As well as this, the plan will explore the possibility of eradicating the storm overflow system as part of the report although it ultimately concluded that this could require as much as £600bn of additional investment, and frames the infrastructure improvements as a compromise.

 

The plan was challenged by the Marine Conservation Society as unlawful, which was rejected by the High Court, who argued that the case the MCS and WildFish had made that the plan endorsed the use of storm overflows unlawfully was a “misreading”.

 

The High Court ruling also claimed the plan went further than existing legislation would require, particularly through its numerical limit on the number of discharges that an overflow is allowed to make.

 

The direct impact is that the average annual water bill will increase to pay for infrastructure upgrades, starting with a £13 average increase between 2025 and 2030 and culminating in a real terms increase of £45.

 

Increases to water bills are not desirable when cost of living pressures are already at the forefront of people’s minds, but these improvements and much stricter enforcement of ecological regulations have become something of a necessity thanks to the actions of the last few years.

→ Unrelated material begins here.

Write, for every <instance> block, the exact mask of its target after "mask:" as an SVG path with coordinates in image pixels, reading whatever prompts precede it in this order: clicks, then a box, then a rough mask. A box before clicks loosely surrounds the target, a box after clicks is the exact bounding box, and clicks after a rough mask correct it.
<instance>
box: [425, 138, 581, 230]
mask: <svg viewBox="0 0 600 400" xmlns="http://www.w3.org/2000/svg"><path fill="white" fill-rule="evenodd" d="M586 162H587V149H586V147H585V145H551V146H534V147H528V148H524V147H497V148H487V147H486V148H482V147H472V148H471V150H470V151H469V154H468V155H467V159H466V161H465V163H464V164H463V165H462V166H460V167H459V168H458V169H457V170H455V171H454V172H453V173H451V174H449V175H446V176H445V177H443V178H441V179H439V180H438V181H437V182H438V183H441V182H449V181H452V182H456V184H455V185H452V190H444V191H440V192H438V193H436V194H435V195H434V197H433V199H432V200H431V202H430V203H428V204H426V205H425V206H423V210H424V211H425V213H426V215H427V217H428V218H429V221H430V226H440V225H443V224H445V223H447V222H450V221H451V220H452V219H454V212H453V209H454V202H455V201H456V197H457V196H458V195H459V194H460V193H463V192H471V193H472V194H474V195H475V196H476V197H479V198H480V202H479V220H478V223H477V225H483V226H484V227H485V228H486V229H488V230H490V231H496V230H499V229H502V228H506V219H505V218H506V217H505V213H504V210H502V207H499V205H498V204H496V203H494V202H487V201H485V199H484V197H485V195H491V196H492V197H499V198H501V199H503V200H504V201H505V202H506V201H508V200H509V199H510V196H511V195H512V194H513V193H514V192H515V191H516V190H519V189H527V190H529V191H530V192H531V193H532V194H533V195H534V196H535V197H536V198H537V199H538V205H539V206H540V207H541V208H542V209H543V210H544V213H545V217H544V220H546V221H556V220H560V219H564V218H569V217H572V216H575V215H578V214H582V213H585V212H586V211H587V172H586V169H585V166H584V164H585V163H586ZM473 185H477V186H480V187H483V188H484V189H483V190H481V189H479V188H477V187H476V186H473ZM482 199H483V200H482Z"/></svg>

Why Are Storm Overflow Discharges So Controversial?

 

The storm overflow discharge system is a historic system of water management that dates as far back as the first water infrastructure in the United Kingdom.

 

Effectively they are the sewage equivalent of pressure valves in the combined sewer system we have, ensuring that the sewers do not get overloaded and thus back up into streets, bathrooms and places of business.

 

This is not only deeply unpleasant but a potential biohazard, which almost invariably leads to a halt or slowdown in business if it happens in an office.

 

The storm overflows redirect excess sewage water, diluted by rainwater, into bodies of water such as the sea, rivers or lakes.

 

When used appropriately and functioning properly, the storm overflow discharge system is seen as a necessary evil; whilst discharging raw sewage into natural bodies of water has a range of environmental and public health implications, it is seen as less harmful than sewage flooding in the streets.

 

With that in mind, they were only ever designed to be used occasionally as an option of last resort, with the heavy rainfall diluting the potential effects.

 

There are specific overflow levels stipulated on Environment Agency permits that highlight when it can be used, but there have been an alarming number of cases where wastewater appears to have been discharged earlier than allowed.

 

In 2021, nine out of ten of the 15,000 overflows in England discharged at least once, with a BBC investigation suggesting that in 2022 there were 388 instances in three regions alone where the overflows were discharged on a day when it was not raining.

 

In fact, according to the BBC, some of these “dry spills” took place on drought days when there was a distinct lack of water, something Environment Secretary Therese Coffey conceded was “extraordinary”

 

This is where the most harm is caused, as high concentrations of undiluted raw sewage enter waterways and create devastating levels of pollution.

 

This can have devastating ramifications on natural habitats, as well as the plants and animals that rely on this water.

 

This is illegal even under the current rules and is subject to a wide-reaching Environment Agency investigation, although the government’s proposals are not expected to have an effect on this investigation.

 

An investigation by Ofwat found that water companies were required to pay back £114m to customers in the form of lower bills, but the intention of these new plans is to turn round what has become a blemish for the water companies.